California would impose $2 billion in mid-year "trigger" cuts next month, mostly through K-12 school reductions, under a new revenue forecast issued this morning by the nonpartisan Legislative Analyst's Office. The LAO also said the deficit for the year beginning July 1, 2012 would be nearly $13 billion.
The analyst's report is not the sole determinant of whether the state will impose those cuts, but it is one of two tools the Department of Finance must rely upon before deciding whether to slash spending. The finance department will issue its own forecast in December.
The Analyst said the state will not receive $3.7 billion of the $4 billion revenue bump that Gov. Jerry Brown and lawmakers optimistically relied upon to help close the budget in June. The enacted budget projected the state would receive $88.5 billion in revenues and transfers; the analyst says it will only get $84.8 billion.

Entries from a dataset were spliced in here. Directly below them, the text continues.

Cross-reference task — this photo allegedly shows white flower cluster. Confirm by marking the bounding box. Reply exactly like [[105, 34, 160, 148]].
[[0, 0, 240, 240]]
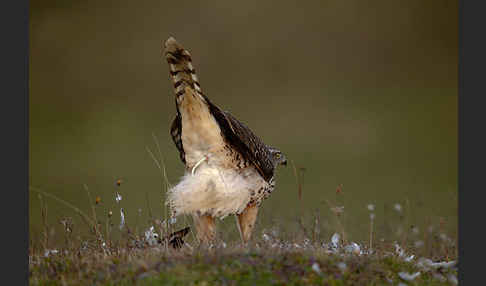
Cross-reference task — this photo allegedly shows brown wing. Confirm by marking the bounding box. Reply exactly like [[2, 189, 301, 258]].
[[205, 97, 275, 182], [164, 37, 275, 182], [170, 112, 186, 165]]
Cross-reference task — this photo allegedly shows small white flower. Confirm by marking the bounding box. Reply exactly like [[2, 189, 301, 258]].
[[414, 240, 424, 248], [398, 271, 420, 281], [115, 192, 122, 203], [395, 242, 405, 257], [44, 249, 59, 257], [262, 233, 270, 242], [447, 273, 459, 285], [331, 232, 340, 249], [338, 262, 348, 272], [432, 273, 447, 283], [312, 262, 321, 274], [145, 226, 159, 246], [393, 203, 402, 212], [344, 242, 362, 255], [120, 208, 125, 230], [403, 254, 415, 262]]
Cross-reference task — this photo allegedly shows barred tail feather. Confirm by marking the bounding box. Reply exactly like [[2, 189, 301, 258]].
[[164, 37, 201, 99]]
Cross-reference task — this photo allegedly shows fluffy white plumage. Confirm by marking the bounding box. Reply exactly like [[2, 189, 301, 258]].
[[167, 162, 268, 219]]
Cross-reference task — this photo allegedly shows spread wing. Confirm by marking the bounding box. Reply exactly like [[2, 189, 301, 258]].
[[170, 112, 186, 165], [164, 38, 275, 182], [206, 98, 275, 182]]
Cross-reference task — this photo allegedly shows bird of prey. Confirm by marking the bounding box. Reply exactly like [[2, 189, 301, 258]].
[[162, 37, 287, 244]]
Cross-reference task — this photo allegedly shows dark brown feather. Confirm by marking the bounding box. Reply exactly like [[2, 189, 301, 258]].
[[165, 38, 275, 182], [170, 112, 186, 165]]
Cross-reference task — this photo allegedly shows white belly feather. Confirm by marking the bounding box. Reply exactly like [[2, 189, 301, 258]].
[[168, 162, 268, 219]]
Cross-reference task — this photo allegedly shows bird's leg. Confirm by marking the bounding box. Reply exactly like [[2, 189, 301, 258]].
[[192, 214, 216, 245], [236, 205, 258, 245]]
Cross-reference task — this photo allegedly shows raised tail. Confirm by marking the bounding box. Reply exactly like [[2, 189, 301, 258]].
[[164, 37, 201, 99]]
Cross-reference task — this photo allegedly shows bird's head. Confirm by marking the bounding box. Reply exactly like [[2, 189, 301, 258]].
[[267, 146, 287, 167]]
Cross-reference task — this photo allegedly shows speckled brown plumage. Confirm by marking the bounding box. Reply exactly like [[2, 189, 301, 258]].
[[163, 38, 286, 244]]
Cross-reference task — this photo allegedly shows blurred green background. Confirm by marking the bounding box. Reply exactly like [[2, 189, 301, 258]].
[[29, 0, 458, 244]]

The Department of Finance said this week that California was running $1.3 billion behind revenue projections for the first four months of the fiscal year, from July to October. State Controller John Chiang pegged the revenue shortfall at $1.5 billion.

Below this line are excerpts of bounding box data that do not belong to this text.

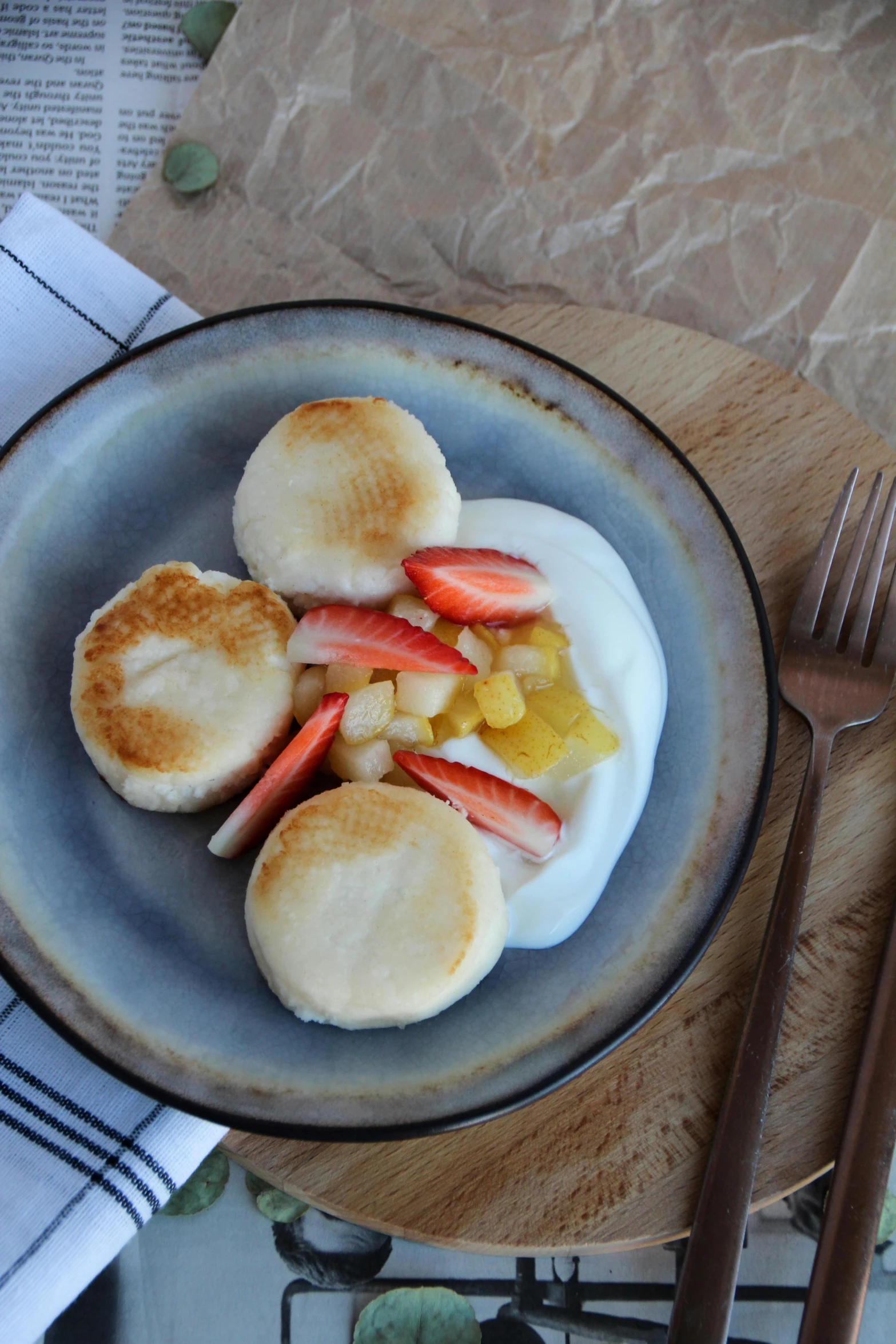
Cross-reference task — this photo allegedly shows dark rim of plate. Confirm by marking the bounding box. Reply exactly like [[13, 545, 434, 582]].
[[0, 299, 778, 1143]]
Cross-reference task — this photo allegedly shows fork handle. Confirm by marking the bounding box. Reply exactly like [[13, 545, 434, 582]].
[[668, 733, 834, 1344], [799, 881, 896, 1344]]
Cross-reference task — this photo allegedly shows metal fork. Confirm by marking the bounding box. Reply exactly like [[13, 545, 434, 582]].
[[668, 469, 896, 1344]]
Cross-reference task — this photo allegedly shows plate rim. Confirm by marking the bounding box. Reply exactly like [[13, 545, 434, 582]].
[[0, 299, 779, 1144]]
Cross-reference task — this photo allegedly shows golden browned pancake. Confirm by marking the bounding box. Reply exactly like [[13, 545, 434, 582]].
[[234, 396, 461, 606], [246, 784, 508, 1027], [71, 562, 296, 812]]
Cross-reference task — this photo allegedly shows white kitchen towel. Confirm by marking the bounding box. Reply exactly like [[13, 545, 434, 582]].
[[0, 195, 226, 1344]]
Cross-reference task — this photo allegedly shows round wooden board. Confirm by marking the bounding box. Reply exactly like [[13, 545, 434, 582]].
[[224, 305, 896, 1254]]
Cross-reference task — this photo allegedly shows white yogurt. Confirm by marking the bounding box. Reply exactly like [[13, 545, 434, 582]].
[[427, 500, 666, 948]]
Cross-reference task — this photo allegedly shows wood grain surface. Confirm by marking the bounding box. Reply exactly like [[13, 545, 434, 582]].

If Finance issues a projection next month similar to the analyst's, the state must cut K-12 funding by $1.4 billion. It must also slash University of California and California State University systems by $100 million each. The state's developmental services program would lose $110 million, while In-Home Supportive Services would see a $100 million reduction.

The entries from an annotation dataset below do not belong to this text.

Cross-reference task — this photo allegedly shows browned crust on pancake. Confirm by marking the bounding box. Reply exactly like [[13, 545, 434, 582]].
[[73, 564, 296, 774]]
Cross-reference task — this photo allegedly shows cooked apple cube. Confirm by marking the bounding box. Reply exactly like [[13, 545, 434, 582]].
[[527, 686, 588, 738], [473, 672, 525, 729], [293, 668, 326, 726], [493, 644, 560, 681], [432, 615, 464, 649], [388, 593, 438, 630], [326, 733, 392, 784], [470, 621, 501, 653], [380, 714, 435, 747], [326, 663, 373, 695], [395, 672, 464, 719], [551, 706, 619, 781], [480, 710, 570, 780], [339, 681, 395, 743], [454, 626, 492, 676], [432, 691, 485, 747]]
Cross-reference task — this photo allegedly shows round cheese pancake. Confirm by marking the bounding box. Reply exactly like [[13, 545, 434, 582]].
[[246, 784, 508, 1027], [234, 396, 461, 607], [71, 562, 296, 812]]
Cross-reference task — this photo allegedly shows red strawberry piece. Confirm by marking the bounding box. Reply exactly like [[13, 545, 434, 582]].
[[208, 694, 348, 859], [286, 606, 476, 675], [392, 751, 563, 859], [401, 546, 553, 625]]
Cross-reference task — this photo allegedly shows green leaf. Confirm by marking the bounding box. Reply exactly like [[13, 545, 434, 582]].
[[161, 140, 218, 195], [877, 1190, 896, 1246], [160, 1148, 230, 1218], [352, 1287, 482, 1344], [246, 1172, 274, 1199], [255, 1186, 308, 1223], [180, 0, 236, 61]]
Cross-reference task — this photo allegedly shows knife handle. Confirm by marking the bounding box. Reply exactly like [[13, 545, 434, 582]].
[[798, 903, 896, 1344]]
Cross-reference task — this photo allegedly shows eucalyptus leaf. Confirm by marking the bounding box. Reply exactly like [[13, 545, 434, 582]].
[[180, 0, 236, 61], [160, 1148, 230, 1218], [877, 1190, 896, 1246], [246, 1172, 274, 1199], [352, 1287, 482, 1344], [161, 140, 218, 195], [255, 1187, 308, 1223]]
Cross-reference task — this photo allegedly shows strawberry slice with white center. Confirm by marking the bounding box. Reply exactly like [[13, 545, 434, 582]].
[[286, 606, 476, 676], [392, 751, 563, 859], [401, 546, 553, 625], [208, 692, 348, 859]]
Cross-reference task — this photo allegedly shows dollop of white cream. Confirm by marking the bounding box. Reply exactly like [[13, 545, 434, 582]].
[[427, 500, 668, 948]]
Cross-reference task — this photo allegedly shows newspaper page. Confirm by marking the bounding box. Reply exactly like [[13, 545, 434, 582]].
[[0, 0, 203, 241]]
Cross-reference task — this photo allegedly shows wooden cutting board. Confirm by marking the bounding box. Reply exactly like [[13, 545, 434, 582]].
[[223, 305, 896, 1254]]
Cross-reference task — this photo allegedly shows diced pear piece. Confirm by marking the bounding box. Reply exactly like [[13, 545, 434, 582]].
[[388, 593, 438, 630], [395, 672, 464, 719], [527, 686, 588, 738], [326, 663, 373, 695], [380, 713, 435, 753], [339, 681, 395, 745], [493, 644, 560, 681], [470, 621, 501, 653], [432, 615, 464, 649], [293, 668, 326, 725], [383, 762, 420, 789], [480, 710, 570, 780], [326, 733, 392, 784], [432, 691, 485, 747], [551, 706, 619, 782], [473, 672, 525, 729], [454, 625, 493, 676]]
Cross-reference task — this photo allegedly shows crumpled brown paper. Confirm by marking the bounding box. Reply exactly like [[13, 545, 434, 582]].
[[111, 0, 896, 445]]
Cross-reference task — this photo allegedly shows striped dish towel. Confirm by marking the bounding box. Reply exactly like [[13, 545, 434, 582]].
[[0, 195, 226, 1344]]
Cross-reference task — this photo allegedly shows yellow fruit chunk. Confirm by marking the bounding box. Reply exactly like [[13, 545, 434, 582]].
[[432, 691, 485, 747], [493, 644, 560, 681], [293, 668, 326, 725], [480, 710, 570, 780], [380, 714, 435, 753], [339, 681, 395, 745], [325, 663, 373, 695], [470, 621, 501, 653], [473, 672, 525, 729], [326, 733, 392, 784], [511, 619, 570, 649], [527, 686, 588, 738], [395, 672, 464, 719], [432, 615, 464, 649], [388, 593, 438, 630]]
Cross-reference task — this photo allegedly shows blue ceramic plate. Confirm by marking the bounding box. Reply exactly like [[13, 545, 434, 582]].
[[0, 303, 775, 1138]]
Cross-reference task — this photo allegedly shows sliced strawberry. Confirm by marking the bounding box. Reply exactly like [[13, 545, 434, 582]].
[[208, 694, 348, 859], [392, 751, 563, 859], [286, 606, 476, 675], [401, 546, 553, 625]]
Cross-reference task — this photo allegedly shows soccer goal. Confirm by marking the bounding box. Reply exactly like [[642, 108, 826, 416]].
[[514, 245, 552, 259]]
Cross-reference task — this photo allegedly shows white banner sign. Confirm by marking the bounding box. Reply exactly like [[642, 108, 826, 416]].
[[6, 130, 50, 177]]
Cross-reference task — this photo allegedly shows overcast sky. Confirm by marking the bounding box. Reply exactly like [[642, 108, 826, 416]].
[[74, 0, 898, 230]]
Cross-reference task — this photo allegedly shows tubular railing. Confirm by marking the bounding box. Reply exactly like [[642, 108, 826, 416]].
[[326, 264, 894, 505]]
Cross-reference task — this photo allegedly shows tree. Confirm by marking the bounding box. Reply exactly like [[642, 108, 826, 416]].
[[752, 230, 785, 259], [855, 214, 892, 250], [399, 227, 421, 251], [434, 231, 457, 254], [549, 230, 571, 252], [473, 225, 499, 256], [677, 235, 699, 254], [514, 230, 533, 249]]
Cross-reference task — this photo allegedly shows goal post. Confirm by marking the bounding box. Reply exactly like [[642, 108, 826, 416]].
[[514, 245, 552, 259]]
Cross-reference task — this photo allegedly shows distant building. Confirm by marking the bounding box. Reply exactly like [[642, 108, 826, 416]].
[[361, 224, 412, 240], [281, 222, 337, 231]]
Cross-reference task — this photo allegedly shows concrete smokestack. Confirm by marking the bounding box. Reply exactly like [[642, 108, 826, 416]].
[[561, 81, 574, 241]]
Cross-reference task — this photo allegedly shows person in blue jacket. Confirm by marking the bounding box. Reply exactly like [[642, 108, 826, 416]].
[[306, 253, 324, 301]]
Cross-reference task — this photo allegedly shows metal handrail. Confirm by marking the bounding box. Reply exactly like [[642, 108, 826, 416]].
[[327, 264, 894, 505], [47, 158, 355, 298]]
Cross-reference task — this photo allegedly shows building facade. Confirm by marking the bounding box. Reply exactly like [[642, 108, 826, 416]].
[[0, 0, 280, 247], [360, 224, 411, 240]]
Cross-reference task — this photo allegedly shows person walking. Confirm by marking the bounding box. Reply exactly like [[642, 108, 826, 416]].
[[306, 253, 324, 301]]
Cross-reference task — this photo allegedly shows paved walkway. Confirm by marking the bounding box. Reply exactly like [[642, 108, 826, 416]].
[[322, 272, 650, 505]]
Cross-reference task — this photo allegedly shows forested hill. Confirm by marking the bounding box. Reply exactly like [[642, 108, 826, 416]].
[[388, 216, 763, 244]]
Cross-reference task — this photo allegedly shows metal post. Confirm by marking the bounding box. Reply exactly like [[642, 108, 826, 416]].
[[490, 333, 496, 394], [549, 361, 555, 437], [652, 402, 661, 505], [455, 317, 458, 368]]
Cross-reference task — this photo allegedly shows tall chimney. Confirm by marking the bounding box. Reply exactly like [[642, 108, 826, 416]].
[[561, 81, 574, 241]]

The Legislature and governor could still intervene before those cuts take place in January and February. The K-12 cut would be the most controversial, given the priority voters place on public education, the influence of K-12 advocates and the fact that 143 of the state's 1,032 school districts are in financial jeopardy.
Brown and lawmakers said in June that K-12 districts should absorb a mid-year cut by shortening the school year in the spring. Based on their initial math, a $1.1 billion trigger reduction in classroom funding would amount to roughly five days of school.
As part of the budget deal, the California Teachers Association won job protections that ensure districts do not lay off teachers, as well as an assurance that any school-year reduction be negotiated with local unions. That prompted school boards and administrators to lobby the governor for more flexibility in how they absorb mid-year cuts.
"There was a strong assertion when this budget was wrapped together that we would probably never see the triggers pulled and, as a consequence, districts were not really given the kind of tools they needed to prepare for this kind of reduction," said Kevin Gordon, a lobbyist for school districts. "I fully expect the governor and legislative leaders to reshuffle the deck on this trigger mechanism so it doesn't hit schools so hard."
The analyst says that impacts would vary across districts. While some have enough reserves to survive the cut, others may rely on cuts to non-classroom staff or even seek an emergency state loan.